At the annual AWS Life Sciences Executive Symposium, the company announced new Amazon Omics capabilities to help customers build, run, and scale 35 Ready2Run workflows from Element Biosciences, NVIDIA, and Sentieon Inc.
WHY IS IT IMPORTANT
Large scale omics data analysis typically requires specialized bioinformatics workflows to process datasets.
For cases where customers want to run standard analysis workflows without any changes, Amazon Omics now allows healthcare organizations to use Sentieon’s Ready2Run, NVIDIA Parabricks and Element Biosciences, as well as open source pipelines including GATK best practices, nf-core scRNAseq AlphaFold and ESMFold for protein prediction.
AWS announced its blog The new multi-part direct upload API allows customers to upload their data directly to the Omics store and write their output to the sequence store “in minutes”.
According to the announcement, workflows can also be converted to private workflows to support larger files. The transfer manager utility has also been updated to directly download these large files with a single Python command.

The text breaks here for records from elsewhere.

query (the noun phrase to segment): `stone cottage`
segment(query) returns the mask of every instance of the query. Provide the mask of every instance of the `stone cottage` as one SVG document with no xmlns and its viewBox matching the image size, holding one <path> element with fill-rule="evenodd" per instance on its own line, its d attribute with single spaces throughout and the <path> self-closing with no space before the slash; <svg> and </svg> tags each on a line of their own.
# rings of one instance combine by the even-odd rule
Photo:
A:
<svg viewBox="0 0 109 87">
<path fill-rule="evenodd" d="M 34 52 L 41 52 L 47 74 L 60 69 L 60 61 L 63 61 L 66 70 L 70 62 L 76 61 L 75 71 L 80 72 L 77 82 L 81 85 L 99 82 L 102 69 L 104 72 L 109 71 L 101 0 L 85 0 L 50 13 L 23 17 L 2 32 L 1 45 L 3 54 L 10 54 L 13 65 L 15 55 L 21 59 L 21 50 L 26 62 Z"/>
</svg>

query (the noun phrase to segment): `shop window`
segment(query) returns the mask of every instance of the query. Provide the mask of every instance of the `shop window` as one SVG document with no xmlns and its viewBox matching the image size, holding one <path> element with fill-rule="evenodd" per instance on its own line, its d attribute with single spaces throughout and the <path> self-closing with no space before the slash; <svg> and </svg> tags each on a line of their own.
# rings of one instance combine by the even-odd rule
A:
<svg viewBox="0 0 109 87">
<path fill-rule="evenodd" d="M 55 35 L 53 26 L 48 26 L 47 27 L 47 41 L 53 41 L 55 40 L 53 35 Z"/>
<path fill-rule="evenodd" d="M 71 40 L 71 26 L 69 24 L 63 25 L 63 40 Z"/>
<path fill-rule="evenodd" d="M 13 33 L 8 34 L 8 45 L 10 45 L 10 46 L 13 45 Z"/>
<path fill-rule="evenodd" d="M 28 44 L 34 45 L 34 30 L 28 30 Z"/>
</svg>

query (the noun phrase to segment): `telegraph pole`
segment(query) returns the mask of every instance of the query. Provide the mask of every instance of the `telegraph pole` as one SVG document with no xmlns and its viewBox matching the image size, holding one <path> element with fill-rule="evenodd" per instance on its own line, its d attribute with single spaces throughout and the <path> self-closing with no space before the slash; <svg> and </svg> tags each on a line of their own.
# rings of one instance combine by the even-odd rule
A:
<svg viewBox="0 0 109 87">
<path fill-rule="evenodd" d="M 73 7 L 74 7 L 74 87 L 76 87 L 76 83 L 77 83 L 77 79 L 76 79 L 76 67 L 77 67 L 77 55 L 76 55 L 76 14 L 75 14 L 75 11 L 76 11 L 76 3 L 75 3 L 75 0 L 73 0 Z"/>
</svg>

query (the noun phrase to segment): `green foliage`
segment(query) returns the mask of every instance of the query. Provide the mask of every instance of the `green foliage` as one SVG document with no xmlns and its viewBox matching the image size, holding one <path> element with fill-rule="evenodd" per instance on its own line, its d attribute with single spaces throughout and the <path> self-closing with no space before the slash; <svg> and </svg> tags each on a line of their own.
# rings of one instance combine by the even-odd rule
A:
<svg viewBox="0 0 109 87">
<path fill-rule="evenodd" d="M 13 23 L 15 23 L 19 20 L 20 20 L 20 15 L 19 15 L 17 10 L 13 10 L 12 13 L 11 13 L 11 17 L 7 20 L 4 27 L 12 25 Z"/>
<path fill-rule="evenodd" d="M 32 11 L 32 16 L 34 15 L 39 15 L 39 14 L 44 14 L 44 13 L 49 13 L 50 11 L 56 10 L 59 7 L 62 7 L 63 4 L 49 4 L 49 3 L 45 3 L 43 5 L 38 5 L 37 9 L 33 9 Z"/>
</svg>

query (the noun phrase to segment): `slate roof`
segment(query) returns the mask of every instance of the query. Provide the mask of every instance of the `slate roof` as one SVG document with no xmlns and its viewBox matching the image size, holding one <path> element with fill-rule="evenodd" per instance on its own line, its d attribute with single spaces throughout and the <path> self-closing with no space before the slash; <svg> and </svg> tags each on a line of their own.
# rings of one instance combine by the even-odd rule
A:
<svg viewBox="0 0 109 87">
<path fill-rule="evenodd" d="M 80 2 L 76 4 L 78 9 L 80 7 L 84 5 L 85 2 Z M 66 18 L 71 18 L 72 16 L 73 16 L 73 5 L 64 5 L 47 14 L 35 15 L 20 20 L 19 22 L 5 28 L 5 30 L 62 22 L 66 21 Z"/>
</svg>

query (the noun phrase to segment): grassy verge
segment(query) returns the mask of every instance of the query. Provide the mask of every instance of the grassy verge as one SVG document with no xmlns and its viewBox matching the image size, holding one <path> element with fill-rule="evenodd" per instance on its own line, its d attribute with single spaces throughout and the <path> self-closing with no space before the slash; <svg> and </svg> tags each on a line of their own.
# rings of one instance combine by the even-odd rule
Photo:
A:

In addition to direct data ingestion, other updates include the ability to:
- Leverage NVIDIA T4 and a10 GPUs in Omics workflows to support compute-intensive pipelines and simplify queries and case analysis.
- Automatically parse variant data containing a variant effect predictor annotation into a separate data structure.
- Take advantage of Amazon EventBridge integration and use published events as part of an event-driven architecture.
BIG TREND
In November, AWS launched the Amazon Omics precision medicine cloud platform to eliminate the need for specialized infrastructure and workflows.
The platform uses artificial intelligence, machine learning, and other products and services from AWS and partners to run IT-intensive bioinformatics workflows.
A combination of multiple clinical practices is key to providing care at the Children’s Hospital of Philadelphia, said Jeff Pennington, associate vice president and chief scientist for computer science.
“With Amazon Omics, we can expand our understanding of our patients’ health, down to their DNA,” Pennington said in the launch announcement.
IN RECORDING
“The ease of use, scalability, and transparency of AWS Ready2Run workflows for GATK Best Practices, NVIDIA Parabricks, and Sentieon pipelines greatly reduces barriers to bioinformatics at any scale,” said Dr. Daniel S.T. Hughes, director of bioinformatics at the Institute for Genomic Medicine and the Precision Genomics Laboratory at Columbia University Medical Center, said:
“Combined with native integration into the AWS analytics ecosystem, this should significantly accelerate the pace of clinical genomics.”
Andrea Fox is a senior editor at Healthcare IT News.
Email: afox@himss.org
Healthcare IT News is a publication of HIMSS Media.